Matthews probably suspected that Haydock was a "six" person, but had never let on, since the spook had been so helpful feeding stories to him. It was the usual way of creating a friendly journalist—even taught at the SIS Academy—but it was officially denied to the American CIA. The United States Congress passes the most remarkable and absurd laws to hamstring its intelligence services, the Brit thought, though he was sure the official rules were broken on a daily basis by the people in the field.

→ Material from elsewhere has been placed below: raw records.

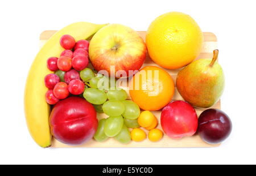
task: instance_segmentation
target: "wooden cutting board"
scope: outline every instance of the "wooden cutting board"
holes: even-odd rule
[[[43,32],[40,36],[40,45],[42,46],[49,38],[52,36],[57,31],[46,31]],[[144,40],[146,36],[145,31],[138,32]],[[197,58],[197,59],[201,58],[211,58],[213,57],[213,51],[217,49],[217,38],[216,36],[210,32],[204,32],[204,45],[202,51]],[[142,67],[146,66],[158,66],[155,64],[147,54],[146,62],[142,66]],[[89,66],[91,67],[91,66]],[[181,68],[176,70],[166,70],[172,76],[174,82],[175,82],[177,74]],[[126,89],[126,91],[128,91]],[[129,92],[127,91],[129,94]],[[130,96],[129,98],[130,99]],[[174,96],[173,100],[183,100],[179,93],[177,89],[175,90],[175,93]],[[217,102],[211,108],[221,108],[220,101]],[[199,115],[202,111],[206,109],[204,108],[195,108],[197,115]],[[153,114],[156,117],[158,120],[158,128],[161,129],[161,125],[160,125],[160,117],[161,115],[161,111],[152,111]],[[103,113],[97,113],[97,117],[100,119],[106,118],[107,116]],[[144,130],[144,131],[148,133],[148,131]],[[190,137],[185,137],[180,139],[172,139],[167,135],[164,135],[163,138],[161,140],[158,142],[151,142],[148,138],[146,139],[141,142],[135,142],[131,141],[127,144],[123,144],[118,141],[115,140],[113,138],[110,138],[104,142],[97,142],[93,139],[88,141],[84,144],[79,146],[68,145],[57,141],[55,139],[52,139],[52,144],[51,147],[217,147],[220,145],[218,144],[209,144],[203,141],[200,136],[197,135]]]

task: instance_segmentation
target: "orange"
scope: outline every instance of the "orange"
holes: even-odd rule
[[[157,110],[166,106],[174,93],[174,83],[169,74],[156,66],[146,66],[129,83],[131,99],[142,109]]]
[[[152,123],[152,124],[150,126],[146,127],[145,128],[147,130],[150,130],[153,128],[155,128],[155,127],[158,125],[158,119],[156,119],[156,117],[155,117],[153,123]]]
[[[159,129],[155,128],[148,132],[148,139],[153,142],[159,141],[163,137],[163,132]]]
[[[148,127],[154,122],[155,115],[151,111],[145,110],[139,114],[138,123],[142,127]]]
[[[141,128],[134,128],[131,131],[131,140],[140,141],[146,139],[146,132]]]
[[[150,58],[160,66],[175,69],[194,60],[203,46],[203,35],[189,16],[172,12],[155,19],[148,27],[146,44]]]

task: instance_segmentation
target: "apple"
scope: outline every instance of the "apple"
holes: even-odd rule
[[[69,97],[57,102],[49,122],[52,135],[69,145],[79,145],[90,140],[98,127],[94,108],[79,97]]]
[[[192,136],[197,128],[195,109],[182,100],[173,101],[166,105],[162,111],[160,121],[164,133],[174,139]]]
[[[109,24],[100,29],[89,46],[93,67],[98,71],[106,70],[110,75],[110,67],[114,66],[115,71],[112,72],[116,78],[133,76],[129,74],[129,71],[138,70],[141,67],[146,53],[145,42],[139,34],[119,24]],[[126,75],[115,74],[121,70]]]
[[[225,140],[231,132],[232,123],[228,115],[217,109],[208,109],[199,115],[197,131],[202,139],[209,144]]]

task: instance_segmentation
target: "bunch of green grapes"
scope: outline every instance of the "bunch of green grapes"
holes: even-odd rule
[[[114,137],[122,143],[130,142],[131,135],[128,128],[139,127],[137,122],[141,113],[139,106],[133,101],[126,100],[127,95],[125,90],[115,88],[110,89],[112,80],[108,80],[108,86],[99,85],[98,81],[106,77],[95,74],[90,68],[82,70],[80,77],[88,87],[85,89],[84,97],[93,104],[98,113],[104,113],[109,116],[99,121],[95,140],[104,141]]]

He'd violated a few of the much looser rules of his own mother service. And had never been caught, of course. Just as he had never been caught working agents on the streets of Moscow…
* * *
"HI, TONY." Ed Foley extended a friendly hand to the Moscow correspondent of The New York Times. He wondered if Prince knew how much Ed despised him. But it probably went both ways. "What's happening today?"
"Looking for a statement by the Ambassador on the death of Mikhail Suslov."
Foley laughed. "How about he's glad the nasty old cocksucker is dead?"
"Can I quote you on that?" Prince held up his scribble pad.